Girls Ain't Nothing But Trouble

Album: Rock the House (1986)
Charted: 21 57


  • This was the first single from DJ Jazzy Jeff & the Fresh Prince, who made quirky, easily understood rap that enjoyed mass appeal, especially with kids. What's surprising about "Girls Ain't Nothing But Trouble" is that it's about a false rape accusation.

    In the song, Smith wines and dines a young lady who then screams rape, takes his wallet and runs. The cops show up and arrest him for aggravated assault. It seems shocking that this was played for comedy, but the song was so clearly novelty that it escaped scrutiny.

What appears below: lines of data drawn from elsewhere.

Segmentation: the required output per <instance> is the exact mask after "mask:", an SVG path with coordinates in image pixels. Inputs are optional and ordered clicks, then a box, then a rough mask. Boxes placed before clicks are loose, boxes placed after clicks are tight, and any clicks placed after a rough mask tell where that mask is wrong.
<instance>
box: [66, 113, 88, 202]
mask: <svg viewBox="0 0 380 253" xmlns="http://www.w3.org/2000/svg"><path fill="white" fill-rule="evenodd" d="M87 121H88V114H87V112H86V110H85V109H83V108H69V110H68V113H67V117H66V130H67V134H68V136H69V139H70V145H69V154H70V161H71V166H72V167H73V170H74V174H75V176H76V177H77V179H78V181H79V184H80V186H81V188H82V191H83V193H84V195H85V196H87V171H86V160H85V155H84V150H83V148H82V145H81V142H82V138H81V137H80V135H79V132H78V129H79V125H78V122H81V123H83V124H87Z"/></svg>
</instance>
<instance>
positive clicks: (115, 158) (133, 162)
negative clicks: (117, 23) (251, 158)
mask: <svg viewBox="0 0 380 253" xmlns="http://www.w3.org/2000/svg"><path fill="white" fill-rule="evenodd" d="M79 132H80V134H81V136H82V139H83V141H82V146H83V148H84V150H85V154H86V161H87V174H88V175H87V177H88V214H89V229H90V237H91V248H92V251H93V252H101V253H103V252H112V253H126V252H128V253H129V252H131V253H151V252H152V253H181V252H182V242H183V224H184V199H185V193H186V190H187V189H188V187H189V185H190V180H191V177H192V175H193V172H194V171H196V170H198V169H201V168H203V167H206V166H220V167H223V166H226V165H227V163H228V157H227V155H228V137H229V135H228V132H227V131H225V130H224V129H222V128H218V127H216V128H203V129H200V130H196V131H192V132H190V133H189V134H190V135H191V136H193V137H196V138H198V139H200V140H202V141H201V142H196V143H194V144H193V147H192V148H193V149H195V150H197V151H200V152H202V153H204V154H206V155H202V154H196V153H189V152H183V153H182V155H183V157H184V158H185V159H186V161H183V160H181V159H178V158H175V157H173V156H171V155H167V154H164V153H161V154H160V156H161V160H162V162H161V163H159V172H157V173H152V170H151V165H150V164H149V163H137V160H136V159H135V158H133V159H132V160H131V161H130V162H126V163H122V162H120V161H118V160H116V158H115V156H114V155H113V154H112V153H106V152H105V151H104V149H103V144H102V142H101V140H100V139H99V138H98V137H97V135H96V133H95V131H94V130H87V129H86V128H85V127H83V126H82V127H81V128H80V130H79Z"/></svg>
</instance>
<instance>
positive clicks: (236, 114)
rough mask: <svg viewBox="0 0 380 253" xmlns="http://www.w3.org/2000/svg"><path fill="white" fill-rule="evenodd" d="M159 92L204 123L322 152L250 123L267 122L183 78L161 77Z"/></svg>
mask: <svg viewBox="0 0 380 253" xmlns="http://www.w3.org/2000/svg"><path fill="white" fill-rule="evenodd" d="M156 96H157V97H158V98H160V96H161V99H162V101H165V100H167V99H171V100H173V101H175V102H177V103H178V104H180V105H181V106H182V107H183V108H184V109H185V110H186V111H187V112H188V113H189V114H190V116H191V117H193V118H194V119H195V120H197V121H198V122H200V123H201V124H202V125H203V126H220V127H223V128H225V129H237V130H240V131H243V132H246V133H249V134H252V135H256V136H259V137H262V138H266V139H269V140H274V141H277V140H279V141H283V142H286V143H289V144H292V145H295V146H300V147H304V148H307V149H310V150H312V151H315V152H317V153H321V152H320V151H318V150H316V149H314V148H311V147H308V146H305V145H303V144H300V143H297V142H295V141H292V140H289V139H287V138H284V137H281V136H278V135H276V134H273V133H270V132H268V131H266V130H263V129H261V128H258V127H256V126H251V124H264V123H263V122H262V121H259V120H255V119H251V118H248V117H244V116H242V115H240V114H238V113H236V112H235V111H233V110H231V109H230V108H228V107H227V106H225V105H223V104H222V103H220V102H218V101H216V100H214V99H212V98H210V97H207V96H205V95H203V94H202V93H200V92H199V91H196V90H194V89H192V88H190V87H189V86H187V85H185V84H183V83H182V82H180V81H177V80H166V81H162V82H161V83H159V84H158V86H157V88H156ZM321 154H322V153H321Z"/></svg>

    The rest of the song is more conventional: The next verse finds him at a girl's place when her boyfriend walks in on them, forcing him to escape out the window in his underwear. Finally, he shows up to take a girl on a date, but she takes so long to get ready that he falls asleep.
  • The duo released a similar song (with another very literal title) on their next album called "Parents Just Don't Understand." That one took off, getting steady airplay on MTV and earning Smith his own TV series, The Fresh Prince of Bel-Air. Smith was 21 by the time the show went on the air in 1990, but he played young: by rapping about girl trouble and annoying parents, he embodied hip-hop for many kids who were not exposed to the culture.
  • The video was directed by Scott Kalvert, who did the 1995 movie The Basketball Diaries. Kalvert developed a distinctive look for the video, using colorful graffiti, outlandish costumes and props, and manic sequences shot with a fisheye lens. This style became the template for future DJ Jazzy Jeff & the Fresh Prince videos, including "Parents Just Don't Understand," and it was also used as the look for the opening sequence of The Fresh Prince of Bel-Air, which Kalvert directed.
  • This samples the theme song to the sitcom I Dream of Jeannie, adding to the overall levity.
  • This was released in 1986 on an independent Philadelphia label called Word Records, which was later re-named Word-Up Records. It didn't chart in America, but got the attention of the major label Jive, home to early hip-hop acts Whodini and Kool Moe Dee, which signed the duo and issued their first album, Rock the House, in 1987. After their second album, He's the DJ, I'm the Rapper, took off in 1988, Jive re-issued "Girls Ain't Nothing But Trouble" as a single. This time it reached #57.

    In the UK, the song was released the first time around on the Champion label, and reached #21. So yes, the UK was about two years ahead of America on DJ Jazzy Jeff & the Fresh Prince.